Around 1409, the year that corresponds to the fall of Ludovico il Moro, Leonardo wanders between Mantua, Venice, in some areas of Romagna (experience of Valentino), and finally to Florence where it remains for five years (1501 - 1506). In Mantua, manufactures paperboard which is currently at the Louvre in Paris where he is portrayed Isabella d'Este.

The cardboard served for the construction of St. Anne (1500, for a painting commissioned by the announcement), presents a compact architecture that recalls a mysterious landscape, dominated by its beautiful here too blurred to soften the contours and gives smoothness and softness to 'enclosure. It is currently kept at the National Gallery in London, while the oil is operating at the Louvre in Paris. Here the composition is much more complex than in the box, presenting a structure - on the figures - a pyramid scheme, where standing out against a background dominated by irregular and rocky mountains, in a pale coloring that contributes even more to bring out the group of figures placed in the foreground: a perfect pitch of the landscape with poetic tenderness expressed by the soft smiles of the figures.

The two portraits made during Milan - the Musician in the Ambrosiana and the so-called Louvre Belle Ferronniere - unlike other works by Leonardo, but nolandscape backgrounds harmonized colors slightly, however, unable effectively toremove the figures from their mountings . It is not the same thing in the famousMona Lisa, where an enchanting blend harmoniously with the figure in the foreground. In this work a formal portrait Leonardo gives the idealizedtransfiguration which is evident especially in the soft flesh and focusesnell'intramontabile and mysterious smile. The poem breathes a complete vision of this fantastic environment, represented in the soft light of a beautiful sunset.Everything becomes a dream .... and the general tone tending to greenishhighlights very effectively the gradient of light and shade, rather than the color scheme.

In the hall of the Five Hundred in the Palazzo Vecchio (Florence), the great Leonardo is measured by the great Michelangelo. His Battle of Anghiari, a work created with encaustic technique and probably lost for incorrect use of technical devices with aggravating circumstances - in the fifties of the century - a badrestoration, would be one of the most important works of the Master.

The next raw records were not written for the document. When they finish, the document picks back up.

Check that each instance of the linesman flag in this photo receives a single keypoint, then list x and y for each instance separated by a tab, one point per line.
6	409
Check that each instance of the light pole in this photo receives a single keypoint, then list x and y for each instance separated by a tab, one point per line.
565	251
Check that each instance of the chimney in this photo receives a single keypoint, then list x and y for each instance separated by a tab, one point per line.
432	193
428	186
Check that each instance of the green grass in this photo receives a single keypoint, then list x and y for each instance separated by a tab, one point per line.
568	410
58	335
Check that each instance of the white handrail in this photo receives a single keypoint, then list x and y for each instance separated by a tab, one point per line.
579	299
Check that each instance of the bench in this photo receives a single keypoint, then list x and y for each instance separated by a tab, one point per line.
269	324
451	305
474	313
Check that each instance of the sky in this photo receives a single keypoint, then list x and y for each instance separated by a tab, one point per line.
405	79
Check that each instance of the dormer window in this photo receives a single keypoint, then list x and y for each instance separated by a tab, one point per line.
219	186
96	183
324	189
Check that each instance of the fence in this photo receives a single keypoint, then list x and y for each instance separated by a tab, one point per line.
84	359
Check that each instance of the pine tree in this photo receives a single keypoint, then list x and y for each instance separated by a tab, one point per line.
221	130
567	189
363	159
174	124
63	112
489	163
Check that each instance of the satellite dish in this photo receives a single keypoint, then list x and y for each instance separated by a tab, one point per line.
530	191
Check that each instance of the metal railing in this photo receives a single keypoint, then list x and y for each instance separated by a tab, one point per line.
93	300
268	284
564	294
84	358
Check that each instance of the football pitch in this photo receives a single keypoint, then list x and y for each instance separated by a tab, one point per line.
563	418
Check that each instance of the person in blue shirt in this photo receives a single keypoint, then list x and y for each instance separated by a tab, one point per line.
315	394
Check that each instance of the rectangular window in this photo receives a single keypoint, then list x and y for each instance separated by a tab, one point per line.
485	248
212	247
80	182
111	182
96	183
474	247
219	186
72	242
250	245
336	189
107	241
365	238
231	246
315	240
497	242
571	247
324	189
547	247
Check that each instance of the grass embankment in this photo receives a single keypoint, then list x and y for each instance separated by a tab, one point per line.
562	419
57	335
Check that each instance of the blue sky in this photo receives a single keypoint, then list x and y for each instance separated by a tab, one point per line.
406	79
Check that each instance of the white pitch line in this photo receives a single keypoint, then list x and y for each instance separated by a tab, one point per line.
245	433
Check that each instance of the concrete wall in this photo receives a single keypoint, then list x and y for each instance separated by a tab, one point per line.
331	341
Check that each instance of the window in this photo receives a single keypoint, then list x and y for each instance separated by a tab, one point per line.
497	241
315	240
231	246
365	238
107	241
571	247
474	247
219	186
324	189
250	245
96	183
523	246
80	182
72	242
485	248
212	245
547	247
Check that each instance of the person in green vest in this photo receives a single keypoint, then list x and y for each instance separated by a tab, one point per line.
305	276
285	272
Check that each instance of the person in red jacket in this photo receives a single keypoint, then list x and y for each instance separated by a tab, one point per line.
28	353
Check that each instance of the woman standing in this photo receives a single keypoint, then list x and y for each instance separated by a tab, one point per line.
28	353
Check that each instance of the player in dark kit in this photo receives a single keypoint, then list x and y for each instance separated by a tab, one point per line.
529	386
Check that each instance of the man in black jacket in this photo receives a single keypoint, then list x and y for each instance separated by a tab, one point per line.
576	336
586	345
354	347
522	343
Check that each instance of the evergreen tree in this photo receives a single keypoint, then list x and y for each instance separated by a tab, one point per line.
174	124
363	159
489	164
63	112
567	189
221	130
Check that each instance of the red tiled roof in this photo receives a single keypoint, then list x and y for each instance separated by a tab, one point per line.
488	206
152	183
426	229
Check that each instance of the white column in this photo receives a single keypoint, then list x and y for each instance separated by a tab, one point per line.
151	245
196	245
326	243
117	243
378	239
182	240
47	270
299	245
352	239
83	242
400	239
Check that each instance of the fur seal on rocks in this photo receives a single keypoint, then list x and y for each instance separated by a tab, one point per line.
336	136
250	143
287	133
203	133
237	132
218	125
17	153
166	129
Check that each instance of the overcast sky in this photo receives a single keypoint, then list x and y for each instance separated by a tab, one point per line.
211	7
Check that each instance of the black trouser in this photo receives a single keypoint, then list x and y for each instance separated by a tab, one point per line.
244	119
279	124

Leonardo gives the characters their grace, beauty and charm, its Hellenic art. Healso infuses the soul with natural things, and gives vitality to the compositionswith a new color vision in the atmospheric degradation of its rich fine nuanced.Leonardo will exercise over the centuries a vast and permanent influence.

The stays have been very fruitful Lombardy for the great Tuscan artist, however,that nothing can pass in this region because it is surrounded by followers who, despite their allegiance to it, will not be able to pursue his art. None of themcomes close to his genius, however, one among them, Giovanni Ambrogio dePredis (1467 - 1517), became his collaborator in the Virgin of the Rocks.